Run multiple samples through PEPATAC

This guide walks you through extending PEPATAC to run on multiple samples using looper. The pipeline can be run directly from the command line for a single sample (see Install and run). If you need to run it on many samples, you could write your own sample handling code, but we have pre-configured everything to work nicely with looper, our sample handling engine.

1: Install looper

Looper is a pipeline submission engine that makes it easy to deploy any pipeline across samples. It will let you run the jobs locally, in containers, using any cluster resource manager, or in containers on a cluster.

By default, looper was included in the pipeline requirements and will be installed if you followed the installation guide. If you need additional direction, read the looper docs for assistance.

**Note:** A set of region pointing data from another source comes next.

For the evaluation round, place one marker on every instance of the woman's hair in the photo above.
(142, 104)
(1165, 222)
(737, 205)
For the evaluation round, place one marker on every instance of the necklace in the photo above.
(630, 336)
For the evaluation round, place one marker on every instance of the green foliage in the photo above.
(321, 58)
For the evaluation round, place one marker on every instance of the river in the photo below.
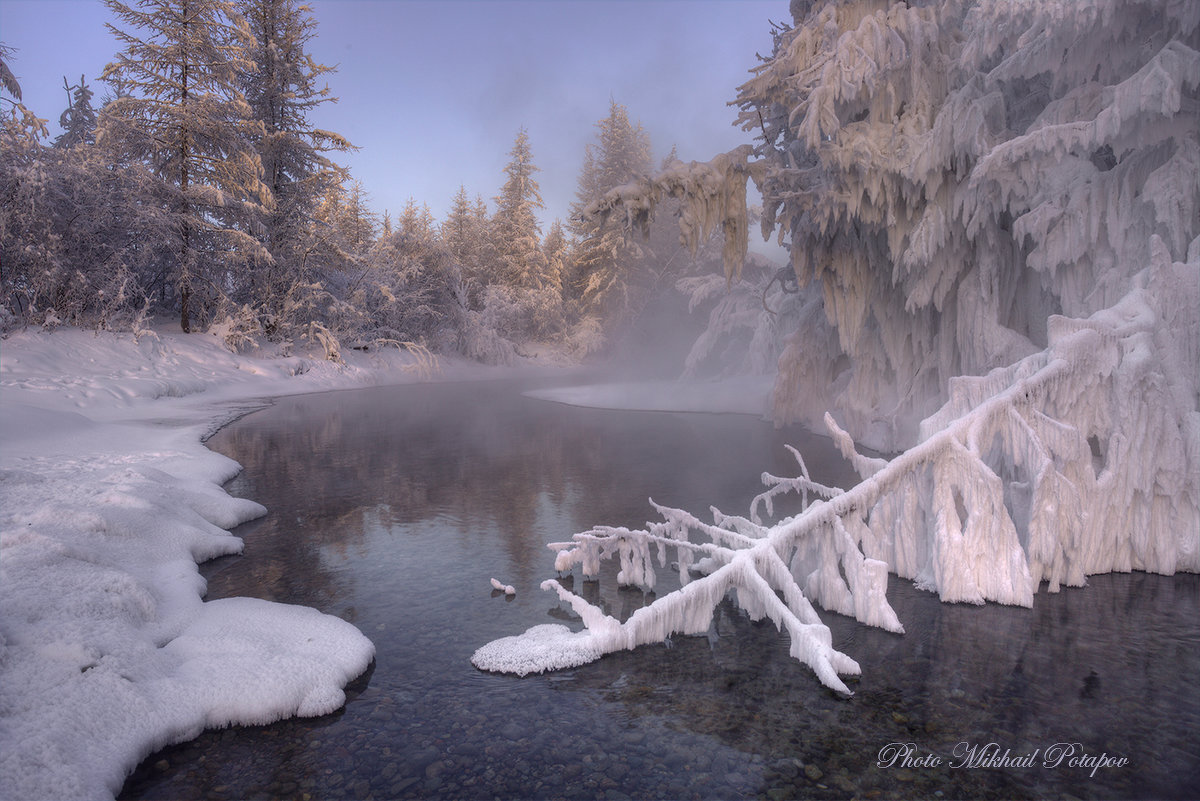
(394, 507)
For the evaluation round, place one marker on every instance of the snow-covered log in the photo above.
(1011, 486)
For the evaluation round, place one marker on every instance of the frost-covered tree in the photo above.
(283, 86)
(954, 173)
(465, 233)
(557, 250)
(186, 119)
(78, 121)
(997, 203)
(515, 234)
(606, 259)
(17, 118)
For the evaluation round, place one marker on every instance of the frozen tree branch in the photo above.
(1002, 493)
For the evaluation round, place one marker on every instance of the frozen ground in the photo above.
(108, 500)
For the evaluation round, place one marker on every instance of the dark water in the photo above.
(394, 507)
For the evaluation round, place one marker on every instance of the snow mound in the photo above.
(550, 646)
(108, 500)
(743, 395)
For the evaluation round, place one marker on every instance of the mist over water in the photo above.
(394, 507)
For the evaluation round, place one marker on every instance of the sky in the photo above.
(433, 92)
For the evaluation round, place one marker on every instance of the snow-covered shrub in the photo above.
(522, 313)
(237, 329)
(586, 337)
(954, 173)
(1021, 477)
(999, 204)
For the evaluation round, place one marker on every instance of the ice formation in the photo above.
(107, 503)
(995, 209)
(1011, 486)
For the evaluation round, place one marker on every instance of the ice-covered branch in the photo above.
(1009, 487)
(713, 194)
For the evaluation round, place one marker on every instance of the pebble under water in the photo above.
(394, 507)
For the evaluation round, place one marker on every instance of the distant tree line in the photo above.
(201, 190)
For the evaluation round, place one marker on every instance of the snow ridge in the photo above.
(1009, 487)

2: Run an example through looper

Start by running the example project in the examples/test_project/ folder. Let's use the looper's -d argument to do a dry run, which will create job scripts for every sample in the project, but will not execute them:

cd pepatac
looper run -d examples/test_project/test_config.yaml

If the looper executable is not in your $PATH, add the following line to your .bashrc or .profile:

export PATH=$PATH:~/.local/bin

If that worked, let's actually run the example by taking out the -d flag:

looper run examples/test_project/test_config.yaml

There are lots of other cool things you can do with looper, like dry runs, summarize results, check on pipeline run status, clean intermediate files to save disk space, lump multiple samples into one job, and more. For details, consult the looper docs.

3: Configure your project files

To run your own samples, you'll need to organize them in PEP format, which is explained in how to create a PEP and is universal to all pipelines that read PEPs, including PEPATAC. To get you started, there are multiple examples you can adapt in the examples/ folder (e.g. example test PEP). In short, you need two files for your project:

  1. project config file -- describes output locations, pointers to data, etc.
  2. sample annotation file -- comma-separated value (CSV) list of your samples.

The sample annotation file must specify these columns:

  • sample_name
  • protocol ('ATAC' or 'ATACSEQ' or 'ATAC-seq')
  • organism (may be 'human' or 'mouse')
  • read1
  • read2
  • whatever else you want